Under the proposed law a driver could be fined $500 for texting while driving, and penalty of $1,000 could be ruled by a judge if a drive is in a wreck while text messaging.
When we think of texting and things going bad, we remember a viral video from early this year of a Pennsylvania woman who tripped into a mall fountain, because she was distracted by her cell phone. In the end she suffered little more than wounded pride and in need of a towel, however such an oversight behind the wheel of a vehicle and the consequences can be fatal.
The U.S. Department of Transportation reports that 5,500 people die every year as a result of distracted driving. Some state lawmakers such as Democrat Senator Gray Tollison and Republican Senator Billy Hudson are using those types of statistics to propose legislation that would ban texting while driving.
"We're overdue in Mississippi and we've got to do something about it," Hudson said.
For some families, such as Bill Lofton's, it is too late. While riding his motorcycle last summer, Lofton was run over by an Nissan Xterra driven by a teen. Witnesses of the accident say the teenager was using her phone when the fatal accident occurred.
It was determined that the girl would not face criminal charges, February 2. Incidents such as that one, has prompted legislators to take action.
Three straight years a proposed ban has fallen short, but this year the measure has bi-partisan support.
"If we state as a matter of public policy let's don't do this then hopefully people will respond to that and try to refrain from texting," Tollison said.
Tollison's bill, 2793, is separate from Hudson's, but it's not just lawmakers trying to raise awareness.

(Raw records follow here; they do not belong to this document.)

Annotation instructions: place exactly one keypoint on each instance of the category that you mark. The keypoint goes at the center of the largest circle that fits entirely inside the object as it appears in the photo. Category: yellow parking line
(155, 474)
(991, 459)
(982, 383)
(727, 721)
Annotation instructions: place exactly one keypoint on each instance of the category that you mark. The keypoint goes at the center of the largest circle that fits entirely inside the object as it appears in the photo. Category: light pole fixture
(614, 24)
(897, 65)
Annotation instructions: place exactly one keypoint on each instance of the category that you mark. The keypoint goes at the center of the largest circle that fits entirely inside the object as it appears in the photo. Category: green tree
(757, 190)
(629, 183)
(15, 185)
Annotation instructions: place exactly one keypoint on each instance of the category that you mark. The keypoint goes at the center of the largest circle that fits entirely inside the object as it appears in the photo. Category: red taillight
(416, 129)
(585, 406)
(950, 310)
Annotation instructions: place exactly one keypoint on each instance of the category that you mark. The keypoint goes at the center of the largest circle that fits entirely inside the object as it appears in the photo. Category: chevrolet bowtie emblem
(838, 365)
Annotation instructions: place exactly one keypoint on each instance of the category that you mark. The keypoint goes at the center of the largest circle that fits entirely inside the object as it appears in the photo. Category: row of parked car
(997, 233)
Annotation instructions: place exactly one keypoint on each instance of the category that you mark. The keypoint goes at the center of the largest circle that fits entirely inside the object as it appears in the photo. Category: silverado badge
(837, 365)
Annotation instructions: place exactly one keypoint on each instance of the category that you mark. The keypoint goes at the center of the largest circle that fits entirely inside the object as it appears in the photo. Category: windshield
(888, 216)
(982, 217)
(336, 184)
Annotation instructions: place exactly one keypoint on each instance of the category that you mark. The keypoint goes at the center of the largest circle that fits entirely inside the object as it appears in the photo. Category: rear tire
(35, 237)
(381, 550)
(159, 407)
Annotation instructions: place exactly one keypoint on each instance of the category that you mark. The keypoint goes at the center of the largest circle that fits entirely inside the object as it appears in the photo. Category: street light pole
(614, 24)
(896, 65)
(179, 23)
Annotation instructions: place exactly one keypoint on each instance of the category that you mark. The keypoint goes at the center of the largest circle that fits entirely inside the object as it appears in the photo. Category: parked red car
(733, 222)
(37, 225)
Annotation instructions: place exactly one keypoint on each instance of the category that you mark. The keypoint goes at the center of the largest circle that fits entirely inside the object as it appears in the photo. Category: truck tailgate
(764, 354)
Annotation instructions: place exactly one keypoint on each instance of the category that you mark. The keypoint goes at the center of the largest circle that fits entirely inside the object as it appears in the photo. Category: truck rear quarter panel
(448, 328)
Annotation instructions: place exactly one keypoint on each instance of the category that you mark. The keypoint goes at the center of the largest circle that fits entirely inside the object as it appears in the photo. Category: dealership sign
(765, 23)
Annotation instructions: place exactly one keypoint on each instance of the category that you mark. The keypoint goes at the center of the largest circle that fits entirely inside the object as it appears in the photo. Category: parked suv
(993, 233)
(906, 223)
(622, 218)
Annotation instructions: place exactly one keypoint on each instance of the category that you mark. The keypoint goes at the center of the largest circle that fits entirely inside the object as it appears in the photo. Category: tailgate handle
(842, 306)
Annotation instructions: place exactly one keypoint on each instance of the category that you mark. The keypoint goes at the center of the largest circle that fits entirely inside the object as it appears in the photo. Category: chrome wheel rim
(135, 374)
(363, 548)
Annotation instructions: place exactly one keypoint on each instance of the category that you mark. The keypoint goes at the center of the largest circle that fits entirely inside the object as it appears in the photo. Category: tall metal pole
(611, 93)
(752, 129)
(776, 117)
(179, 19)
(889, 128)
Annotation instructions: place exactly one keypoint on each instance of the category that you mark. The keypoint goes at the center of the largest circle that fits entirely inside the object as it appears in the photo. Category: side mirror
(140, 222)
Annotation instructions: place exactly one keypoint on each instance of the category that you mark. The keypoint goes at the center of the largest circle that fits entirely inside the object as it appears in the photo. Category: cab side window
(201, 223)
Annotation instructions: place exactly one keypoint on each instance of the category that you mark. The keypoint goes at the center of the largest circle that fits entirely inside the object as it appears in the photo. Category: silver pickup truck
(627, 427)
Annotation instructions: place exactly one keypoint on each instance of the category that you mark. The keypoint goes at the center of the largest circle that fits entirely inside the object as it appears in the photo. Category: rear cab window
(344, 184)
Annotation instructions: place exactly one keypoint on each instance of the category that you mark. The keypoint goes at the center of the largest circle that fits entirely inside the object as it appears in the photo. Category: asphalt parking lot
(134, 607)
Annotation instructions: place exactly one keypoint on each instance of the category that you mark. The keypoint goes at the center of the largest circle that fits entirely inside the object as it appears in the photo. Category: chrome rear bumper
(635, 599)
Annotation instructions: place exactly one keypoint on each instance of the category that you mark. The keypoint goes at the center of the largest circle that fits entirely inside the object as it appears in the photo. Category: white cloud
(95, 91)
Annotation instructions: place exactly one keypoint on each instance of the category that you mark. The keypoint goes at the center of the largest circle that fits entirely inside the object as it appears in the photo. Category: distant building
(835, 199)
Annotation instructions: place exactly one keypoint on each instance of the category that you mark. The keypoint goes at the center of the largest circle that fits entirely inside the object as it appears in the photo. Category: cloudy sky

Jackson based Cellular South launched a campaign last year using Ole Miss standout and current Kansas City Chief Dexter McCluster. McCluster is the spokesman in the cell phone service providers "Don't Text and Drive, Stay Alive" campaign.
As the bill advances from the State Senate to the State House, the Magnolia State is getting closer to becoming the 32nd state to outlaw the distraction. Matter-of-fact, Hudson's law goes many steps further.
"My bill is a 'cell phone bill'," Hudson emphasized. "My bill says you can not use the cell phone while that car is moving."
Hudson's main concern is the ability of police to enforce a texting ban. Jackson Police Assistant Chief Lee Vance said he would like the state to pursue something more comprehensive.
"Texting is definitely a problem and texting and driving is definitely dangerous, but it's only part of the problem," Vance said.
Vance includes eating, putting on make-up and even witnessing drivers attempting to read as distractions that are comparable to texting.
Vance's point is reinforced by an incident in September when an SUV careened off the Spillway and into the Reservoir. Police reports state that the two teens in the vehicle were distracted by an MP3 player, not a cell phone.
Current Mississippi law prohibits drivers with learner's permits or intermediate licenses to text behind the wheel.